Semua pengrajin tempe di Desa Terung masih mempertahankan produk tempe dengan menggunakan pembungkus daun pisang meski terkadang untuk mencari daun pisang sangat sulit.
“Kalau musim angin itu daun pisang sulit dicari karena daun pisang banyak yang hancur, biasanya juga mahal kalau pas musim seperti itu. Satu ikat biasanya Rp 5.000 bisa naik menjadi Rp 12.000 per ikat,” ucapnya.
Meski terjadi kenaikan ongkos produksi karena harga daun pisang naik, pengrajin tempe di Desa Terung tetap memilih menggunakan daun pisang untuk membungkus tempe produk mereka. Mereka juga enggan menaikkan harga jual tempe.

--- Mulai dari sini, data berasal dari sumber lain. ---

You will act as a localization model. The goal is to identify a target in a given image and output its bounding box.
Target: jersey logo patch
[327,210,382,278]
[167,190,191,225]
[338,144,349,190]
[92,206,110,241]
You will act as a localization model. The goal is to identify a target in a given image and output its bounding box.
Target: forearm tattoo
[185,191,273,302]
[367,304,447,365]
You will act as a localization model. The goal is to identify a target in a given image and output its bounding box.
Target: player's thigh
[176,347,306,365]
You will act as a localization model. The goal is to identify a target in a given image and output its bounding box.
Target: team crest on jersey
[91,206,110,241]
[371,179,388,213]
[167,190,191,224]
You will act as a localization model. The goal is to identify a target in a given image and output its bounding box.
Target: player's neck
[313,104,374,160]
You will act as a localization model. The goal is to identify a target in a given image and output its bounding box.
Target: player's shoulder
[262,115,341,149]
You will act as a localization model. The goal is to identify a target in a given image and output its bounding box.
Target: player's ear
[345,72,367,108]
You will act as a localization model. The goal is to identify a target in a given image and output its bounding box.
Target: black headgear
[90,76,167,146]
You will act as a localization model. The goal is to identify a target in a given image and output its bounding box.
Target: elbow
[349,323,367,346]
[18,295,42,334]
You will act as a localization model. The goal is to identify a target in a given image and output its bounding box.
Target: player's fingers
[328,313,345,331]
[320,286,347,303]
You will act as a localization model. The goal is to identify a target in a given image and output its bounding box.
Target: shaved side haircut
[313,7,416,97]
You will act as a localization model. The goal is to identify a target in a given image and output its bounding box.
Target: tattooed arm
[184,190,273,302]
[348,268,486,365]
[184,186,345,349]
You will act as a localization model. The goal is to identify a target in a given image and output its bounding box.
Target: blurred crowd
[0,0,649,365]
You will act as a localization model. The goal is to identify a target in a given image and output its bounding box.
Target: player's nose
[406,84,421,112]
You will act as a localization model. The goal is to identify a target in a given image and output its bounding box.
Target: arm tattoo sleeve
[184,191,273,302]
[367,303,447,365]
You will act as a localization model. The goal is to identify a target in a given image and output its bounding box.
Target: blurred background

“Kami tetap menjual tempe dengan menggunakan bungkus daun pisang karena pembelinya tidak mau bungkus plastik. Rasanya pasti beda dengan tempe dengan bungkus plastik. Kata mereka lebih gurih dan baunya lebih wangi kalau menggunakan bungkus daun pisang. Kalau daun mahal kami memilih mengurangi untung, untuk menjaga pembeli biar tidak lari ke pengrajin tempe lain,” kata Sumini.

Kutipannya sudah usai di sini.